The centre recently received a US$48 000 (about R796 000) federal grant to work on a suicide prevention programme.
Mazur said in a statement announcing the grant that the pilot programme had been developed to provide suicide-prevention training to a diverse group of community members who largely interacted with farmers.
The programme would provide information specific to the culture of farming, to help people understand the stressors unique to farmers, their families and their workers.
Mazur said the centre was also working with the country’s National Suicide Prevention Lifeline to help its counsellors better understand the culture of farming.
‘’If someone calls the hotline and says it’s been a rainy spring and they couldn’t plant their crops, the person on the other end of that hotline needs to understand the full implications of what that means to a farmer. It can be financially devastating and provoke the kind of situation that causes depression and stress, that are [forerunners to] suicide,” she explained.
In Australia, where drought and recent widespread wildfires had resulted in severe economic challenges in the farming sector, the suicide rate among men in Australia’s farming sector was about double that of the general male population, at 32,2 per 10 000, compared with 16,6 per 10 000, the Foundation for Rural and Regional Renewal’s chief executive officer, Natalie Egleton told The Guardian Australia.
In 2019, media reports also indicated that dairy farmers in France had a suicide rate that was 50% higher than the countries national average.

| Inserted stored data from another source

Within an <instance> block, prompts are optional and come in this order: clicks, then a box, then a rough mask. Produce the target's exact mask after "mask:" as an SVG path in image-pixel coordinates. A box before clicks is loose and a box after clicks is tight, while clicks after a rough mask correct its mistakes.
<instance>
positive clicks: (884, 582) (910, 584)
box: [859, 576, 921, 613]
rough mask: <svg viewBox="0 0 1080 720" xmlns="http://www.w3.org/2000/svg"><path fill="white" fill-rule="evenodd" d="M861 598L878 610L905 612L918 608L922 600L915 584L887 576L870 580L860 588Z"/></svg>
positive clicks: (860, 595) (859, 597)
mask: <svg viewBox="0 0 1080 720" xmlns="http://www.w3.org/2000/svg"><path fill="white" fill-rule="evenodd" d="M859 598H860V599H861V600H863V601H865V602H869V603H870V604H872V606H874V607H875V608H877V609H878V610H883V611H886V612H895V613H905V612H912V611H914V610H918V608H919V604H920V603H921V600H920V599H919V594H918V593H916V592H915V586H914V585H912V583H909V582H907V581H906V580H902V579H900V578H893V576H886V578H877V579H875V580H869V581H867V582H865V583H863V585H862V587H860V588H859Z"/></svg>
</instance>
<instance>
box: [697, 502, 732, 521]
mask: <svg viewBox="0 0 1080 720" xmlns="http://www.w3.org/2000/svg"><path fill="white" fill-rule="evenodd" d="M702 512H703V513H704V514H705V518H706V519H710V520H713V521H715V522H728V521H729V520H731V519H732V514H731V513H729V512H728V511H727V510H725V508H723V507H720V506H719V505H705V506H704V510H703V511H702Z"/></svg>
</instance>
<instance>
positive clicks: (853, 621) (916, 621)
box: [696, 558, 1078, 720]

“From what farmers tell us, psychological suffering and suicide occur when there’s a feeling of hopelessness, as if there’s no other choice.
“Put simply, the price they can sell their produce for is not enough to cover their expenses. And so, they work harder, hoping to earn more money. But then they become exhausted. And the debts continue to pile up,’’ according to Isabelle Grégoire, a social worker, and Véronique Louazel, a public health researcher working in the French agriculture sector.